Intuí el mirador por una pequeña
pasarela de madera, me imaginé que aquel aparcamiento con pocos coches sería el
del monasterio, que no vi señalizado de manera contundente, y cuando ya
llevábamos un buen rato de ascensión alcanzamos el final del trayecto en el
hotel Moreli. En lo alto de la montaña, de un jugoso verde refrescante, observé
las pilonas de un telesilla o teleférico de lo que era una estación de esquí en
su tiempo de descanso hasta el inicio de la temporada de invierno. Los
senderistas tomaron la prolongación de la carretera, cada uno a su ritmo vivo o
cansino, una mochila a la espalda y sin sacar aún los palos de trekking.
Le pregunté al conductor, que me
había parecido un tronquete resabiado, por el monasterio. Se sonrió de forma
irónica, como diciendo “otro loco suelto”. Sin embargo, era hombre de buen
corazón y me acogió bajo su protección, como un San Jorge moderno y motorizado.

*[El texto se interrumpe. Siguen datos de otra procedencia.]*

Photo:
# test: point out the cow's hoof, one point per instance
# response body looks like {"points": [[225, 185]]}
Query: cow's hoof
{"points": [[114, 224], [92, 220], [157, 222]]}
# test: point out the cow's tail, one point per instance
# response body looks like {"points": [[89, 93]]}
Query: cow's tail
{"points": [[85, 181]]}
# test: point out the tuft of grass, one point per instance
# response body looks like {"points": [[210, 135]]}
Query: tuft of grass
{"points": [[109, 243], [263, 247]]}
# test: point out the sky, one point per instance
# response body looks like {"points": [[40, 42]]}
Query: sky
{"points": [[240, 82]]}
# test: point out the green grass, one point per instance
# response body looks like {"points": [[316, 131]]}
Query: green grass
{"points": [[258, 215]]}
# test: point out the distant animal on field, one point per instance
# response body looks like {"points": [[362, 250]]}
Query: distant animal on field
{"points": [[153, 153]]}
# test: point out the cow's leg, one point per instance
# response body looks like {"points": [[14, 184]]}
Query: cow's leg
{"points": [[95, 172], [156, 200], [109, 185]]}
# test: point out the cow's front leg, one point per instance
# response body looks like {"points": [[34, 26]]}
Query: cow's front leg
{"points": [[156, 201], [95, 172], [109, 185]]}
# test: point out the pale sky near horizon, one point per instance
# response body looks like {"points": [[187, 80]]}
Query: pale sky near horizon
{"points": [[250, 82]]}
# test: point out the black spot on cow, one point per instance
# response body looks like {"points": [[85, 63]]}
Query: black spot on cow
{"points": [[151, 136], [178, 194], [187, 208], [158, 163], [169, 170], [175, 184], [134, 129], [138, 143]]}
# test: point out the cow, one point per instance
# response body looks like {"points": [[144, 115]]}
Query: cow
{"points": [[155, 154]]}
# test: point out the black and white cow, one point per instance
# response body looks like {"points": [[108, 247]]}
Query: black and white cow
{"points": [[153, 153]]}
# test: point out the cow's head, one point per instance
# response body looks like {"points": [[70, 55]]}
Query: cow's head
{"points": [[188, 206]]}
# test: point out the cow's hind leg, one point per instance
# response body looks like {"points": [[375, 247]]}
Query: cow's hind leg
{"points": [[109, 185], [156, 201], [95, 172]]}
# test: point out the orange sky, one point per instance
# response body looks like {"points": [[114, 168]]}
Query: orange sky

Aunque era cuesta abajo, estaba a unos 10 kilómetros. Cuando le dije que quería
hacerlo a pie no debió de verme cara de peregrino o ya fue consciente de que
mis pies iban más currados de lo deseable. En un limitado inglés me dijo que
volviera con él. Le pregunté, por aquello de ver el lugar y hacer unas fotos, cuando
saldríamos y me dijo que en unos 10 o 15 minutos.
Recorrí los alrededores
inmediatos, inmortalicé el lugar con mi cámara, respiré aquel aire puro y me
pregunté cómo coño me había embarcado en aquello. Como antes hiciera el
conductor, sonreí y me di cuenta de que estaba ejerciendo de viajero solitario
al que le importa un carajo equivocarse. Si hubiera sido necesario hubiera
hecho autostop, hubiera rogado a alguna alma caritativa o me hubiera dejado una
pasta con alguno de los taxis que bajaban y que hubieran hecho el agosto conmigo
(por cierto, el mes en su primer día).